I mean, for fuck's sake, she tapped her knee off a table leg, she wasn't held down and repeatedly beaten with one. Then, "A forensic engineer said if he had been asked pre-accident to risk assess the set up in the dining room he would not have directed the hotel to warn people about the presence of the table leg under the tablecloth." Perhaps guests should be warned about the risk of being hit by fucking lightening at their tables? How about the percentage chance of the shagging roof falling down. Do guests need to be told that just in case. Maybe we should all be appointed a State-sponsored forensic engineer to accompany us everywhere listing out imaginary dangers ahead and behind.
But no! "Ms O’Connor told Padraig McCarton, senior counsel, who appeared for her with barrister Paul Twomey, that she had not been given any warning from the restaurant manager that the leg was hidden right beneath where she had been directed to sit." Then that judgment was appealed to the High Court where Ms Justice Faherty affirmed the lower court’s finding and increased damages to €20,000 and costs.

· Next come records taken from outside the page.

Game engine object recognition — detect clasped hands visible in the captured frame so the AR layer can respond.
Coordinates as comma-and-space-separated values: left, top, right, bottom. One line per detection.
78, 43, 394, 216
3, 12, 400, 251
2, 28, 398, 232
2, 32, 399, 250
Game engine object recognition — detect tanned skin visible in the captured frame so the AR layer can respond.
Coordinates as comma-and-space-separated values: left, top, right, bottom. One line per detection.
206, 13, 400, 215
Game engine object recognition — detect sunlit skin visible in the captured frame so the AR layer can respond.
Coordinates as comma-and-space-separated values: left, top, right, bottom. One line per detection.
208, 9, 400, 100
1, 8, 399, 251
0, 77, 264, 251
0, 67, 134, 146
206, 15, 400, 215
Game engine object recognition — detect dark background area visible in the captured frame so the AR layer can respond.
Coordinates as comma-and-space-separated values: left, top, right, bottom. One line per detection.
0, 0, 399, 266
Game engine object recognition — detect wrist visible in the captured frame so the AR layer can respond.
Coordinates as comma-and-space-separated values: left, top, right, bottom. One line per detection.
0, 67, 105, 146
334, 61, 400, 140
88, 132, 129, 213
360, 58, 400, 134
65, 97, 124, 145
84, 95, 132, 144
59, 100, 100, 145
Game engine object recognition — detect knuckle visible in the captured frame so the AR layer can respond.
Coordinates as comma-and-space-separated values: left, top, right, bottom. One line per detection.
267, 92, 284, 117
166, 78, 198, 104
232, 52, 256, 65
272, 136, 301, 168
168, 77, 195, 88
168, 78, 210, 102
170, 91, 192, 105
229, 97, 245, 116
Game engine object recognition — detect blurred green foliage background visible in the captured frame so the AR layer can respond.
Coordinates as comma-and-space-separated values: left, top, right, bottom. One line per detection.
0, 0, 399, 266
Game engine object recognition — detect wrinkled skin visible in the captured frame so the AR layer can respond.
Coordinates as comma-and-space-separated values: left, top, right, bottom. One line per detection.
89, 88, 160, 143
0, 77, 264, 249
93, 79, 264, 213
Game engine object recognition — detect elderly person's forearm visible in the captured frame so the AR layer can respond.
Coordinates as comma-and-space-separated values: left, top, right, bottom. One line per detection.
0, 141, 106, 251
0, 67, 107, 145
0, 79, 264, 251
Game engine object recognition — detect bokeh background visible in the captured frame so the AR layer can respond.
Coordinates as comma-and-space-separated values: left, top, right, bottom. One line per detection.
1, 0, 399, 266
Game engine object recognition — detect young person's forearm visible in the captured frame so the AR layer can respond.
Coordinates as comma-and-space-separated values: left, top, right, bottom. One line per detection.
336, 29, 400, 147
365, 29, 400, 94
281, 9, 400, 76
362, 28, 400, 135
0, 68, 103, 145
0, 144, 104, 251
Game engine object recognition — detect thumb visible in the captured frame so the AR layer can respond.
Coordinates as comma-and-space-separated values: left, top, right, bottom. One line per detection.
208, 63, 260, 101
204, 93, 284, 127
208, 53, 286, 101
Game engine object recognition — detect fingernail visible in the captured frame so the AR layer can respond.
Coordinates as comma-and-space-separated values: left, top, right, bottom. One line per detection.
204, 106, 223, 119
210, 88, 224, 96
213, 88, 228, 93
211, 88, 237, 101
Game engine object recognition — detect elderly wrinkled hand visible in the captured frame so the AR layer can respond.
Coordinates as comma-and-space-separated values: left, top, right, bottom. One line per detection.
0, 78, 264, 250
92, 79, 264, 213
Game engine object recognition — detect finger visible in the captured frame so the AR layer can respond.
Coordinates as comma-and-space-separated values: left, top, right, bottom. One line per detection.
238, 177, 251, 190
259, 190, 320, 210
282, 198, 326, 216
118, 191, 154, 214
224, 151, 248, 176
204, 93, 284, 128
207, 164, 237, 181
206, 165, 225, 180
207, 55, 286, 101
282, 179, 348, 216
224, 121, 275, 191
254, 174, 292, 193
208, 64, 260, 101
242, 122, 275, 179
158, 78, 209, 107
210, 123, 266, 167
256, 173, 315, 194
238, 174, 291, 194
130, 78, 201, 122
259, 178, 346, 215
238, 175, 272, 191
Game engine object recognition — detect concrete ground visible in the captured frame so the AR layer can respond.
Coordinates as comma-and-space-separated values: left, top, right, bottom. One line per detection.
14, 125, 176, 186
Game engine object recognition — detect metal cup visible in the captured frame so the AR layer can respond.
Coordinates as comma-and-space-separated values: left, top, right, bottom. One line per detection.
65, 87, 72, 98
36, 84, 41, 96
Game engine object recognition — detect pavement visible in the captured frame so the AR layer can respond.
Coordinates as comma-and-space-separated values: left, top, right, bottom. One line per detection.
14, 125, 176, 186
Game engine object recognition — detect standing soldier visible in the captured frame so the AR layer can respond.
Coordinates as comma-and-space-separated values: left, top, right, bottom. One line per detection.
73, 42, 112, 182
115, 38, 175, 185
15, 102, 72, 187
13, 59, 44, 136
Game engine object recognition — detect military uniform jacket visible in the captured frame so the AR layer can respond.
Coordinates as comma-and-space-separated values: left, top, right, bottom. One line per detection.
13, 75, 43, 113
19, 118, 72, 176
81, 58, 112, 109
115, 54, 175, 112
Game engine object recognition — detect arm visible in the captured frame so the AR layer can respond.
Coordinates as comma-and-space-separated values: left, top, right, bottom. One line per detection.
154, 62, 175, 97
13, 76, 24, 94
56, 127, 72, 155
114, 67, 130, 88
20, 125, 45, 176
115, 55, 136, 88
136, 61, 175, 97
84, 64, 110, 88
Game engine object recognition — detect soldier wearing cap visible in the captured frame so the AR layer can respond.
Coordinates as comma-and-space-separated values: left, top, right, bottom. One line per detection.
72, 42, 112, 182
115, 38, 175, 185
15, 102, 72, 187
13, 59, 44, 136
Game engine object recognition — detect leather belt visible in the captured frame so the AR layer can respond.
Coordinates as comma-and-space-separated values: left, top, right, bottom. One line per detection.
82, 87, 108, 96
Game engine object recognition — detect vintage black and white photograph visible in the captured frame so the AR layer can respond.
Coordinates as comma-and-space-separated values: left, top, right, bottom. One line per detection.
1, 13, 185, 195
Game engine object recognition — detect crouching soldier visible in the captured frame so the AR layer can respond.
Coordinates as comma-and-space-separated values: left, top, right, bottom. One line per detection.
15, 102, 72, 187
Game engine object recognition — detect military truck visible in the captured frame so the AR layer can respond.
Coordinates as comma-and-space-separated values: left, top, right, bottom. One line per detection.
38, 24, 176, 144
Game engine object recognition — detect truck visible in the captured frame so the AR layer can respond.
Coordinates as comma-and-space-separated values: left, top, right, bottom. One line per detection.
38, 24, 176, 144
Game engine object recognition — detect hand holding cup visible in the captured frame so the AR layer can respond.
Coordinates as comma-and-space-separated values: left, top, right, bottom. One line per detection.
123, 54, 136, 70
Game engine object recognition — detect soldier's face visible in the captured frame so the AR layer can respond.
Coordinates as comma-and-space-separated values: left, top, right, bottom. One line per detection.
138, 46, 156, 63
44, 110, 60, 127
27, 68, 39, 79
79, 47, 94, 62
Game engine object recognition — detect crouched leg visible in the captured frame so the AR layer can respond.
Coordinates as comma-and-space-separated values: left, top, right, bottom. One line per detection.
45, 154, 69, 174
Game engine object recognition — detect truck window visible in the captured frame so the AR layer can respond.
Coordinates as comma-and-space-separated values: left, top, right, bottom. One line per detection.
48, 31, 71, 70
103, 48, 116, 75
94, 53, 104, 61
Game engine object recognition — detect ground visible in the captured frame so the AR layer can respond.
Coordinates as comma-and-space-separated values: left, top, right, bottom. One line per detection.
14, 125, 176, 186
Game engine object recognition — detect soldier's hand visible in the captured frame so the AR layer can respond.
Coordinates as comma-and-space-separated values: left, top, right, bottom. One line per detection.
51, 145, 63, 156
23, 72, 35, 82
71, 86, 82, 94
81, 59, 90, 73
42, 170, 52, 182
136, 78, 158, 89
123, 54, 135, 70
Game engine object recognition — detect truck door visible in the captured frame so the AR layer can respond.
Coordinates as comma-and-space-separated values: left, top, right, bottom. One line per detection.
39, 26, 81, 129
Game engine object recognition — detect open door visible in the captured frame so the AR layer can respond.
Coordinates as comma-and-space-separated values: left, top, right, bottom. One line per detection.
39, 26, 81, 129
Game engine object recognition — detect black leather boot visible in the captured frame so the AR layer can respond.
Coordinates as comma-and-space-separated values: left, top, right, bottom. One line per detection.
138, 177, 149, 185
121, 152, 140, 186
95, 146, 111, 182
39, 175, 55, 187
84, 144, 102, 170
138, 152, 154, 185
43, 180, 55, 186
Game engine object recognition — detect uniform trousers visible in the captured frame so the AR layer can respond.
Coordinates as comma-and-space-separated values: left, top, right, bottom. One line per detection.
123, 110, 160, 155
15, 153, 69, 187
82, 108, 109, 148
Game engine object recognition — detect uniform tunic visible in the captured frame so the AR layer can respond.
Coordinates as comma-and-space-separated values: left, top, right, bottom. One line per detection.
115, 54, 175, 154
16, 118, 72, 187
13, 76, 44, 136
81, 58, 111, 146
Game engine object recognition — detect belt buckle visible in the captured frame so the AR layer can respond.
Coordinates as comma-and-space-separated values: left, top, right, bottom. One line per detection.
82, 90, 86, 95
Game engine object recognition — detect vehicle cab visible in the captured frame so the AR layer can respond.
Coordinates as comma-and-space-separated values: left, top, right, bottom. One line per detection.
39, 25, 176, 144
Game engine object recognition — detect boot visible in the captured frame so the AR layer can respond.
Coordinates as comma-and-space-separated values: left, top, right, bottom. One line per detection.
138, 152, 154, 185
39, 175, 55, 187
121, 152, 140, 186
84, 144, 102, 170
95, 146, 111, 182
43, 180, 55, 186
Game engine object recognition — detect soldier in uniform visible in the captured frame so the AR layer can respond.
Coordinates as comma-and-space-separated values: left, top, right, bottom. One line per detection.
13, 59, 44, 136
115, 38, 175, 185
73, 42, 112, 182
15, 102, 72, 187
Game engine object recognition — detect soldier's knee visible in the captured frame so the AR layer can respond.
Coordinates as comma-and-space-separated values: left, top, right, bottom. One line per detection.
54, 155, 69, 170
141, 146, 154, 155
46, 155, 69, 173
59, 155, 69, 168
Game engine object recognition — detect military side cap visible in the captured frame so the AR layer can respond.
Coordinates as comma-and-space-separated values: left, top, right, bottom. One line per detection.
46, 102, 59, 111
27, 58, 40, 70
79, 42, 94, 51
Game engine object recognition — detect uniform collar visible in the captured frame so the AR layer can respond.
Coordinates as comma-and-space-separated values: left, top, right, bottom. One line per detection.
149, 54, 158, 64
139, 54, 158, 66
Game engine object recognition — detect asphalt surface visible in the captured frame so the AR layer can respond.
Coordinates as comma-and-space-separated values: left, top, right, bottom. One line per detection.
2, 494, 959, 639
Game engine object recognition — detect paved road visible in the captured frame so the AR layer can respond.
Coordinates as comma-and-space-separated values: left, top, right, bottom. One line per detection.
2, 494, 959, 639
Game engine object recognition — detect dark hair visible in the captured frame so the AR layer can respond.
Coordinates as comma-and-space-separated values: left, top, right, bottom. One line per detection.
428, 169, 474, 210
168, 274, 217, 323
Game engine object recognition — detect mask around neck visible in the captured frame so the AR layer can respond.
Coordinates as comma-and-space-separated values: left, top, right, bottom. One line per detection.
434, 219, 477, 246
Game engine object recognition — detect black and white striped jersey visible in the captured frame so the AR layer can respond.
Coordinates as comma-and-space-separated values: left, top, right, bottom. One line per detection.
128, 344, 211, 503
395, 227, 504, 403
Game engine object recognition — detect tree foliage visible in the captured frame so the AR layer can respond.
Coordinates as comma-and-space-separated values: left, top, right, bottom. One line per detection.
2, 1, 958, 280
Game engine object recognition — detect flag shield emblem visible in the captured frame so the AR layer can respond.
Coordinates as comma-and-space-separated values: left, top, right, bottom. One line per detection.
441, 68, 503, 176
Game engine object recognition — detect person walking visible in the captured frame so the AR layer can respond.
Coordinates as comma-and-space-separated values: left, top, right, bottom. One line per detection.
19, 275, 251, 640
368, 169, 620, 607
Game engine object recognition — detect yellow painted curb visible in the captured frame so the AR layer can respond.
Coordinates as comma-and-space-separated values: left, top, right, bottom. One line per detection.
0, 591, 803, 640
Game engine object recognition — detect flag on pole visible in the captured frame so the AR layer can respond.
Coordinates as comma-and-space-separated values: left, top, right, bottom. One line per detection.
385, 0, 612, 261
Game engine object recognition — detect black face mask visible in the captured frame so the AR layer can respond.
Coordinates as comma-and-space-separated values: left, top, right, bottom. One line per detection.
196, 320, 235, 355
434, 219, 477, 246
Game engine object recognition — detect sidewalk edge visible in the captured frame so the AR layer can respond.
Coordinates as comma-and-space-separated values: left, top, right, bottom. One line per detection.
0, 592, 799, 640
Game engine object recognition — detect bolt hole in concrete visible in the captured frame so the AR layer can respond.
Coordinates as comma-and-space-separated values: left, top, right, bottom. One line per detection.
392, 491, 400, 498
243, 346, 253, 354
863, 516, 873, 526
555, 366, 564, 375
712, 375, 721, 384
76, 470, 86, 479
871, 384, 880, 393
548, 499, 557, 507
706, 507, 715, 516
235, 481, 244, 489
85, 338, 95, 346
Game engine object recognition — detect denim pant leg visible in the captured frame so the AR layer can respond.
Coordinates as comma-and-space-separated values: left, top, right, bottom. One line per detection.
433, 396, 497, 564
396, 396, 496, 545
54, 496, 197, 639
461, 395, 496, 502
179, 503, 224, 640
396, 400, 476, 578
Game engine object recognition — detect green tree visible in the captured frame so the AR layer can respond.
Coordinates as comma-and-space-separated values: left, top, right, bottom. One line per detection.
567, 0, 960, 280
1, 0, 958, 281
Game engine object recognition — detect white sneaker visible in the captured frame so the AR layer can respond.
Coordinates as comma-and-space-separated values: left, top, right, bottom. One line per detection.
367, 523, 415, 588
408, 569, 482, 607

Maybe she, (Annette), should goad the defendants even further and get them to appeal to the Supreme Court where she would surely be offered a cool million.
If I had my way I would have quietly informed Ms Justice Faherty that any award she offered Annette would be deducted straight from the Justice's salary at source. I wonder if Annette would have got a single bob for her trouble then? And would Annette's disrupted personal and professional life have got quickly back on track too, I wonder?